Armageddon Steel Legion
Thanks to Commissar Yarrick, they are awesome. They are mechanized assault infantry, and often ride along in Chimeras. They, like the Valhallans, specialize in killing Orks, particularly after that damned Warboss Ghazghkull Mag Uruk Thraka invaded their world twice.
Mordian Iron Guard
Uh, Napoleon? They like their cool uniforms, and are known for discipline and unwavering obedience to orders.

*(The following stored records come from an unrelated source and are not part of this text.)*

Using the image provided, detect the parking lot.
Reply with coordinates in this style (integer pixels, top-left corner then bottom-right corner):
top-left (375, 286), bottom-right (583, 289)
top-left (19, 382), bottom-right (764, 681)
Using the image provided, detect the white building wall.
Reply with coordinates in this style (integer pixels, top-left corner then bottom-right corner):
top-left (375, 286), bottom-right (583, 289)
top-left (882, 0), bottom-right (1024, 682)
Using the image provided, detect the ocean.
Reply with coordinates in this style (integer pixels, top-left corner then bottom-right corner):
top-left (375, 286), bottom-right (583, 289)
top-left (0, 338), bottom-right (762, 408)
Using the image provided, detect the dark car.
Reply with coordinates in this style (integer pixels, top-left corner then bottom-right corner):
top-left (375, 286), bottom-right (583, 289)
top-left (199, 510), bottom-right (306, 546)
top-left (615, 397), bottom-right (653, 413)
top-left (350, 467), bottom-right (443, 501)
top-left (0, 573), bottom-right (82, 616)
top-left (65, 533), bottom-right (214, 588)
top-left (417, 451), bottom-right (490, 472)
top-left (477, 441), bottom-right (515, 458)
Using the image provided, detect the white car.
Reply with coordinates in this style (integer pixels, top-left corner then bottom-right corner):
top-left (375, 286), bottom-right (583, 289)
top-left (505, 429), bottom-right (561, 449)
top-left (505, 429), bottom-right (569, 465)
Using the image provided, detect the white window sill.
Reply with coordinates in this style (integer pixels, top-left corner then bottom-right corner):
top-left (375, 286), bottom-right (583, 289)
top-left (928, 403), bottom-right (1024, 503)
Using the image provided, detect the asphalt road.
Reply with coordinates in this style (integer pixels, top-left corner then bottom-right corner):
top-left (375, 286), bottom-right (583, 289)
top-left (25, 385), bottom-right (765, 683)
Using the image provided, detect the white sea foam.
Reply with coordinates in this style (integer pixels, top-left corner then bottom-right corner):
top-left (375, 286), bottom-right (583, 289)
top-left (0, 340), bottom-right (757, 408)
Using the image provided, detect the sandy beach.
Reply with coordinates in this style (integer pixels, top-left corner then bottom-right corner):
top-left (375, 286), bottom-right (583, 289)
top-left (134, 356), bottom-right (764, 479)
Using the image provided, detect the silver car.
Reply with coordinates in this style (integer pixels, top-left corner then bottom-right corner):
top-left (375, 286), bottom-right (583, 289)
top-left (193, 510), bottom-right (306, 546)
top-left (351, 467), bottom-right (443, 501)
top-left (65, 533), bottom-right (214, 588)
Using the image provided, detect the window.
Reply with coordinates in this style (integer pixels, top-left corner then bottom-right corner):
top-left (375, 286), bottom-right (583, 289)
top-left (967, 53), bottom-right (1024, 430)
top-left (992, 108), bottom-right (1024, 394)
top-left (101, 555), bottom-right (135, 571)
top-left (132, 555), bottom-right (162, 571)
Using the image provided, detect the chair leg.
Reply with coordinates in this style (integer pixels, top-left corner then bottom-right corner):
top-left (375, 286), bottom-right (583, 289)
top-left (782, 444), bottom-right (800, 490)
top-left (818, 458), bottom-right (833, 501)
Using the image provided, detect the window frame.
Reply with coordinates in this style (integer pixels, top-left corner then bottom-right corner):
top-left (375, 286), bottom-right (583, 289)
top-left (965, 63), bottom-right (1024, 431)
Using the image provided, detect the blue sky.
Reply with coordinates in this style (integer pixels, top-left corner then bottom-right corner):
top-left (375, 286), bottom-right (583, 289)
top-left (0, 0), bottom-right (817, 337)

|Ibram Gaunt. Not as awesome as Ciaphas Cain but still a badass in his own right.|
Scottish wannabes with the awesome Ibram Gaunt who has lots of books and novels written about their amazing exploits (still not as awesome as Ciaphas Cain, though). They specialize in scouting and infilitration, plus sniping! I don't think they have tanks.
Elysian Drop Troops
Hell yeah, the British paratroopers! Jump aboard Valkyrie and Vendetta assault carriers, then jump down with parachutes...or in Warhammer 40K, it's grav-chute. Anyway, they specialize in boarding operations, in fact they scuttled a Chaos Hades-class heavy cruiser called Injustice during the twelfth Black Crusade.
Well, that's all folks! Have fun playing with the Imperial Guard! We're not Adeptus Astartes losers who need to steal the credit and hog the glory! We're the Imperial Guad who lay the foundations and sacrifice a ton so that the Imperium can survive! FOR THE EMPEROR!